Earlier this year, Amazon.com Inc.’s India unit also faced tax-related concerns in Karnataka, where the state government stopped it from selling electronics and several other products from its warehouse in the state by cancelling the licences of many of Amazon’s third-party merchants.

Amazon kept a cut of the sales and passed on the rest to the sellers who then paid VAT. The state’s tax department claimed that the ownership of products passed to Amazon when stored in its warehouse, and that the e-commerce company should be responsible for paying VAT.

In October, Tamil Nadu became the second state to take a dim view of the way e-commerce companies that run marketplaces believe they should be taxed.

The action came in a year in which e-commerce took off in India, with online retailers such as Flipkart and Snapdeal raising hundreds of millions of dollars from investors. A November report by Motilal Oswal Securities Ltd projects India’s $11 billion e-commerce market to grow to $20 billion by 2015.

E-commerce does not find a specific mention in the tax laws of Maharashtra or other states because these laws predate online retail. Value-added tax (VAT) or sales tax is a state subject and, hence, laws differ from state to state.

In the case of Naaptol, the Bombay high court, without going into the merits of the tax issue, agreed to lift the attachment order of the revenue department on the condition that Naaptol will deposit 10 crore in a separate bank account. The court asked the company to file a separate plea for interim relief against the tax demand before the appropriate court.

“If the appeals are not filed or filed, but no interim orders are passed or obtained by the petitioners (Naaptol), the revenue department is free to recover the sums due and payable in accordance with law and if permissible by attachment of all bank accounts," said a 17 December order passed by a division bench of the high court. Mint has reviewed a copy of the order.

The firm, according to the high court order, has four weeks to file an appeal against the tax demands raised by the department.

“There will be no impact on Naaptol’s business. Overall I do feel such actions will impact business sentiments in India," said Agarwal.

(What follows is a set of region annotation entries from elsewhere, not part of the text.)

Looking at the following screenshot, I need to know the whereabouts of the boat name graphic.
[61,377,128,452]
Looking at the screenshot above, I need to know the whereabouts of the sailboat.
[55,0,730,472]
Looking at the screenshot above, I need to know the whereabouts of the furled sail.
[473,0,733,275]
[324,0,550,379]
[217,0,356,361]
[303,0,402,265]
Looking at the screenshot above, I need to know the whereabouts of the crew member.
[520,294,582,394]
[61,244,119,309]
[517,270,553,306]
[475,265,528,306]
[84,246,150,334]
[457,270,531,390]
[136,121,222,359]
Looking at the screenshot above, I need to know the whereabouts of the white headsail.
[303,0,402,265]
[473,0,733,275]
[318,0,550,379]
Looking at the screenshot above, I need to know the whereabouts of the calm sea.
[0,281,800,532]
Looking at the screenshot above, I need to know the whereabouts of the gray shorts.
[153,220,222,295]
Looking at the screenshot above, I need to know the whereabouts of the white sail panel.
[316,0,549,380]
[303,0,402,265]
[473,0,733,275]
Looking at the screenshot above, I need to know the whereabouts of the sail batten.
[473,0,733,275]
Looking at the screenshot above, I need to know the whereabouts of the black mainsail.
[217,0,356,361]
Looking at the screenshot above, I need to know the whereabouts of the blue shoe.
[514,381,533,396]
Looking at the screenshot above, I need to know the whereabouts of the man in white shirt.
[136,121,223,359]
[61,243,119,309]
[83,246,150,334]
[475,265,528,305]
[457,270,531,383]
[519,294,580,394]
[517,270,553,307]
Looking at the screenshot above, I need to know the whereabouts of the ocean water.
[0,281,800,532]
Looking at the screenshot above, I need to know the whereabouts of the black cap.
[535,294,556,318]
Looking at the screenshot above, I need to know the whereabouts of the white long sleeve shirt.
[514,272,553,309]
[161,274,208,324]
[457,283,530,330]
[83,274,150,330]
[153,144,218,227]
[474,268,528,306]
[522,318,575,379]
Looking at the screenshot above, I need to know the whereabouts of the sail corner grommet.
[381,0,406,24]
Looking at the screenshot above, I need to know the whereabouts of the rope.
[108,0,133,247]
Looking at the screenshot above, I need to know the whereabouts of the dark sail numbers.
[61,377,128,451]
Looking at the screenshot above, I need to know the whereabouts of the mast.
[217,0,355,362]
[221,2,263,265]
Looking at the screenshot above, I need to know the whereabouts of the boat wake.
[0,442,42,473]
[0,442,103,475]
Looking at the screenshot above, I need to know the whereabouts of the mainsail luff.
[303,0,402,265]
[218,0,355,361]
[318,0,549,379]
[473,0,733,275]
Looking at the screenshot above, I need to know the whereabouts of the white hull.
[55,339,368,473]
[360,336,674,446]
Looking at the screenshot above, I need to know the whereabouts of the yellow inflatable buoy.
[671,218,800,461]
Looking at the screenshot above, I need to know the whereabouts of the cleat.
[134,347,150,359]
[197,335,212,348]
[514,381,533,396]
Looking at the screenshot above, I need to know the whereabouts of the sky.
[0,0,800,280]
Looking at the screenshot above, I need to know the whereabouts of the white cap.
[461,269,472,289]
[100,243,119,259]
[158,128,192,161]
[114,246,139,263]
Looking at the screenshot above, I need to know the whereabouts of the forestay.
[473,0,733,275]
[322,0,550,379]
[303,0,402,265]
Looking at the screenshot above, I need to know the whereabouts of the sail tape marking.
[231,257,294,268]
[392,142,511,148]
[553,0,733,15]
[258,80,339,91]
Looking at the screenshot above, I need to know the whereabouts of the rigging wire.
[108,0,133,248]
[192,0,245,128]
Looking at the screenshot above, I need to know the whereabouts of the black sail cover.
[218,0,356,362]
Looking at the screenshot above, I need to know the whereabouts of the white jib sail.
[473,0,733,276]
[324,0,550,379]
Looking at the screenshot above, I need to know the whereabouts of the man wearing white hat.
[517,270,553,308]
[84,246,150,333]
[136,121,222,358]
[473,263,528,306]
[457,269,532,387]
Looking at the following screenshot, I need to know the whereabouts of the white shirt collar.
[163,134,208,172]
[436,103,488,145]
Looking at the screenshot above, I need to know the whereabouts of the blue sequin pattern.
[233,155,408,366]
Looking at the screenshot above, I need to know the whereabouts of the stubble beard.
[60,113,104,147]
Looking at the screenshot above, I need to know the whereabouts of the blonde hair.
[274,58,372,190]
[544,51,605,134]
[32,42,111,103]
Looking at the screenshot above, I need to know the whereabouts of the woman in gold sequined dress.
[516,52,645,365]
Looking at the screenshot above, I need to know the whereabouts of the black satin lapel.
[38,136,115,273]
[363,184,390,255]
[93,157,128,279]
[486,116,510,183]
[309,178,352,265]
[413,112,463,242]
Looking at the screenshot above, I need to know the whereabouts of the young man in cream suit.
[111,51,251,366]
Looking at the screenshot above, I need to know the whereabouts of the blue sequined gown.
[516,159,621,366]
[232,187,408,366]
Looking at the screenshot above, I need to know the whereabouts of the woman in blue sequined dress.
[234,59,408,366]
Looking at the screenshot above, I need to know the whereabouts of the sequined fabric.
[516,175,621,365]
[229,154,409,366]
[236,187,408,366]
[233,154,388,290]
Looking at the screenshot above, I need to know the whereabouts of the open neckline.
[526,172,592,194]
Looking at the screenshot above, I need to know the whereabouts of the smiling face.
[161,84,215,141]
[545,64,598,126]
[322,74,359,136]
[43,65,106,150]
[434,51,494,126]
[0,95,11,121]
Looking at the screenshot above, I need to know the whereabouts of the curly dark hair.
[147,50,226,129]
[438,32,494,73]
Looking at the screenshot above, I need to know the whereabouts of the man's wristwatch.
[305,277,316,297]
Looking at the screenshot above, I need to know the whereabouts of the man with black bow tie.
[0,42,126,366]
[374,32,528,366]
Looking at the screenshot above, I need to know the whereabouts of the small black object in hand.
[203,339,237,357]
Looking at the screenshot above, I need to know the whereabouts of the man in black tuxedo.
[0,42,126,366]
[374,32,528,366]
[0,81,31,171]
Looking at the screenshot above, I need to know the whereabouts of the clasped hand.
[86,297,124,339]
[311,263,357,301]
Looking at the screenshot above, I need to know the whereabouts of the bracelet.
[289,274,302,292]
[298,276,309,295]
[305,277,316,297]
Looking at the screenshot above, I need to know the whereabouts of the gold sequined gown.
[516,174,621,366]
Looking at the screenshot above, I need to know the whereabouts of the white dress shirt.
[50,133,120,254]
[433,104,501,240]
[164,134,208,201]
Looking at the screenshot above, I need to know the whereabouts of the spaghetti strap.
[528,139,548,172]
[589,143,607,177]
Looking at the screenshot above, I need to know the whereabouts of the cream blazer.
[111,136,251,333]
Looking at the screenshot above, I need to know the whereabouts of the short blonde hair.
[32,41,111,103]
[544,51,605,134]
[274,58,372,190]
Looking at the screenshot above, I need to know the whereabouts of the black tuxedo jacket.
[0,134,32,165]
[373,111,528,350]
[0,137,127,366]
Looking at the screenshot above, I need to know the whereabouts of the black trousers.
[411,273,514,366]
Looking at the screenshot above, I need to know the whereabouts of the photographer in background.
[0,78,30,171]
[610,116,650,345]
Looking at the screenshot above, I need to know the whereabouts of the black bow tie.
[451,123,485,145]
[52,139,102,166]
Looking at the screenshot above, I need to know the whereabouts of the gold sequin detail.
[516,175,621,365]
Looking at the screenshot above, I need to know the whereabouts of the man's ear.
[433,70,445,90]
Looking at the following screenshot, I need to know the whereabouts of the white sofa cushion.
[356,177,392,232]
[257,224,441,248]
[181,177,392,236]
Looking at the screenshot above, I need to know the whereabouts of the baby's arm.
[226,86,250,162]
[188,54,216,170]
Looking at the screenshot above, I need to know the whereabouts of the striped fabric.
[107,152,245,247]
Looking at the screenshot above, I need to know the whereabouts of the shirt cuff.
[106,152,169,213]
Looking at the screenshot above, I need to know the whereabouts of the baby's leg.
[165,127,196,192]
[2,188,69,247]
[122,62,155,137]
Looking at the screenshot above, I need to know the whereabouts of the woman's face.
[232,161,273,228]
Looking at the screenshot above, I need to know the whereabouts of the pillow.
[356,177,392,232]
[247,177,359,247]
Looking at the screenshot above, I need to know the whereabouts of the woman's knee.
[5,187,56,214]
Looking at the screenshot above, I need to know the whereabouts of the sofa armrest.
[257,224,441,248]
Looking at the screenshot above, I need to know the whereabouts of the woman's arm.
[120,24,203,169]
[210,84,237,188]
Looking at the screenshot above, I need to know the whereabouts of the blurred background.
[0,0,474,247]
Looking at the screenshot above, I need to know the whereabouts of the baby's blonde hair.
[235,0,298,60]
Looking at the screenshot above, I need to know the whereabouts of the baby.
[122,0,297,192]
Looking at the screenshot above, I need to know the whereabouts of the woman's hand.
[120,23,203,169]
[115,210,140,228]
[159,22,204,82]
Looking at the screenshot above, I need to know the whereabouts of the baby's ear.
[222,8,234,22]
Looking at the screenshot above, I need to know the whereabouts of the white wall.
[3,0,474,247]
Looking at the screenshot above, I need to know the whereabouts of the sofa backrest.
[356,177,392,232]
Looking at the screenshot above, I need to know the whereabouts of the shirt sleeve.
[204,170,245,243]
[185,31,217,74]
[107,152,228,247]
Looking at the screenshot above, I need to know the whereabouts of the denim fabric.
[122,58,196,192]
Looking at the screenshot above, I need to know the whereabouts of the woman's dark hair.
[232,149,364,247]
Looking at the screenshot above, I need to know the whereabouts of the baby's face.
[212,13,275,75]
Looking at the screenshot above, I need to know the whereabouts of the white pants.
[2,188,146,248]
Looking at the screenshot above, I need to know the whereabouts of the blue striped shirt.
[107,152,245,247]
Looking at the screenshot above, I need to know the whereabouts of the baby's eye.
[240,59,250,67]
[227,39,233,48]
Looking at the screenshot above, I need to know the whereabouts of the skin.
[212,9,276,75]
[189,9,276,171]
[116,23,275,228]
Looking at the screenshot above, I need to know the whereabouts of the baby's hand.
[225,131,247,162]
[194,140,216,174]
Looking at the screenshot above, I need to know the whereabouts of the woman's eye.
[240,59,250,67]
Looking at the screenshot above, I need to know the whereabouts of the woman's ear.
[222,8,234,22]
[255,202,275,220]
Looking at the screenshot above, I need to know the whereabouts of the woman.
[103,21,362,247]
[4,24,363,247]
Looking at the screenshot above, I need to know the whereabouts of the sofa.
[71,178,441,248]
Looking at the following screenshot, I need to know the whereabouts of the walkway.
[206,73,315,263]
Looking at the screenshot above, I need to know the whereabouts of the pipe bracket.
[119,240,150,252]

“We are aware of the order of the Bombay high court in the Naaptol.com case and we are keeping a close watch on the case," said a top revenue official familiar with the development who did not want to be named.

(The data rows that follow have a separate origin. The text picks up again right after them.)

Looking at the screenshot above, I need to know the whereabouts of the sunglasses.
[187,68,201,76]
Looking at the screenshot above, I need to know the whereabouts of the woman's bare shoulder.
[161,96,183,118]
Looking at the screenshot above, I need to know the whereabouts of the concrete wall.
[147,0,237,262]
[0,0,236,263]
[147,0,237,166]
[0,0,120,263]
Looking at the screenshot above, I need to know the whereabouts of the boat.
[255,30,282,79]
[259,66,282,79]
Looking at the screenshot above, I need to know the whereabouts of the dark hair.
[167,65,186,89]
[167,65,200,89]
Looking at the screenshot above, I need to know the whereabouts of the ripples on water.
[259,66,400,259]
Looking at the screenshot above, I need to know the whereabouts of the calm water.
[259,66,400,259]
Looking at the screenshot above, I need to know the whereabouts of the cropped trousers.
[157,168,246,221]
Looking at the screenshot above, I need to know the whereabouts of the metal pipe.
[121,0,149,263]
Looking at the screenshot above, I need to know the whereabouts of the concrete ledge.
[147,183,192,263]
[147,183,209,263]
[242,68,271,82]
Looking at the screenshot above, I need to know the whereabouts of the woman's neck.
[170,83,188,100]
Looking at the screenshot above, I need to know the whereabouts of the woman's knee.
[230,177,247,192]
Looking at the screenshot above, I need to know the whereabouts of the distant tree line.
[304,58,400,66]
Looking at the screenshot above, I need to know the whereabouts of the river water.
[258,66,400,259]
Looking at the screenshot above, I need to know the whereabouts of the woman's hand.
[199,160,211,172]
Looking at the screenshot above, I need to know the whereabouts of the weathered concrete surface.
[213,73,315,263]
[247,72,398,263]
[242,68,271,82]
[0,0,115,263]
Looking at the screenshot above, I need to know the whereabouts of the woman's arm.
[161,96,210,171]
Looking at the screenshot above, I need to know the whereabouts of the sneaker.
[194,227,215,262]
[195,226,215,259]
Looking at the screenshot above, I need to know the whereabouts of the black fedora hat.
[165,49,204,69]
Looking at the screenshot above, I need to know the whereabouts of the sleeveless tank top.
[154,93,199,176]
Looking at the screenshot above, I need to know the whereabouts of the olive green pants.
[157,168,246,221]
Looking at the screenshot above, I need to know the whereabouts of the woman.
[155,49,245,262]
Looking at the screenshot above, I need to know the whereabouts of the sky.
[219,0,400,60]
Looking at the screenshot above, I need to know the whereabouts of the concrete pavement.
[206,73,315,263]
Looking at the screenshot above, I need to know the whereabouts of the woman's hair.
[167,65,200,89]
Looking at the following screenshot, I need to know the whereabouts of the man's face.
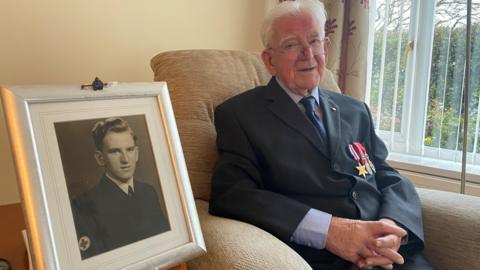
[262,14,325,96]
[95,131,138,182]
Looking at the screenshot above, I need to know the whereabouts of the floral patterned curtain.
[280,0,369,101]
[323,0,369,101]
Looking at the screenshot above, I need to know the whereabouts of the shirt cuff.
[291,208,332,249]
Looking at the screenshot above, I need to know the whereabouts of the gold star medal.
[348,144,368,178]
[356,163,367,177]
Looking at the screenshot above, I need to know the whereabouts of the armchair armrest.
[417,188,480,270]
[188,200,311,270]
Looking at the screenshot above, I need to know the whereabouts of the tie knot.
[300,96,316,112]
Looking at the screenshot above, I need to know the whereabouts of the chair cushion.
[151,50,339,201]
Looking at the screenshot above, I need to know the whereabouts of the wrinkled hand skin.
[325,217,407,269]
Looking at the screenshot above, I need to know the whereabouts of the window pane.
[424,0,480,158]
[370,0,411,132]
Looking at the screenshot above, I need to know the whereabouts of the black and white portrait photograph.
[55,115,170,259]
[0,82,206,270]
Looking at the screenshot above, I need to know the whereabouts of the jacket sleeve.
[209,104,310,242]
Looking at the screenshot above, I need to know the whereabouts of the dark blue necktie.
[300,96,328,143]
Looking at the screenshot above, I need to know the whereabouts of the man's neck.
[105,172,135,194]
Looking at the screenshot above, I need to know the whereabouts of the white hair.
[260,0,327,48]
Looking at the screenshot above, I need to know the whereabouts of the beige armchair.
[151,50,480,270]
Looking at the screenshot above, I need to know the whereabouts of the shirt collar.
[105,173,135,195]
[275,77,320,104]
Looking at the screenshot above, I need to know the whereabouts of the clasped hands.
[325,217,407,269]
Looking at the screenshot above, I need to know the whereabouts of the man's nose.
[120,152,128,163]
[300,44,313,58]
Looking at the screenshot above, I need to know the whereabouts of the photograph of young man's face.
[95,131,138,182]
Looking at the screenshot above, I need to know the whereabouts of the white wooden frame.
[1,82,206,270]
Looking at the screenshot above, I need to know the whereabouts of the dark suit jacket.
[209,78,423,266]
[71,175,170,259]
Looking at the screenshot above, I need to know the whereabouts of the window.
[366,0,480,183]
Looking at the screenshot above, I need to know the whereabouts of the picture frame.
[1,82,206,270]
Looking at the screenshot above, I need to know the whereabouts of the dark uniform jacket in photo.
[209,78,423,269]
[72,175,170,259]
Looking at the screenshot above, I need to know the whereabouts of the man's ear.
[262,49,277,76]
[135,145,138,162]
[94,150,105,167]
[323,37,332,65]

Naaptol, which started in 2008 as a price comparison portal, morphed into an online, print and television selling platform in 2009. Now it sells everything from electronics to fashion accessories and lifestyle products.

In April, Mint had reported that Naaptol’s revenue from commissions paid by vendors to sell their goods on the online marketplace was 165 crore in the year ended March.

Around 70% of Naaptol’s sales comes from its television platform. Naaptol buys 12-15 minute slots on several general entertainment and regional language channels and uses these to showcase and sell its products. It currently advertises on 25 channels and in nearly 50 publications across nine different languages.

Experts say the sale tax tussle involving e-commerce firms is a case of a stalemate and will only fuel more litigation.

“The revenue department will have to amend laws to tax marketplace entities such as Naaptol and Amazon. They will have to first expand the definition of dealers to include e-commerce firms and then also change the definition of sales to include entities that represent a seller," said Amit Kumar Sarkar, a partner at consulting firm Grant Thorton India Llp.

“But if the department decides to do so, as an extreme case the amendment may land up taxing newspapers which publish advertisements that represent a seller," said Sarkar.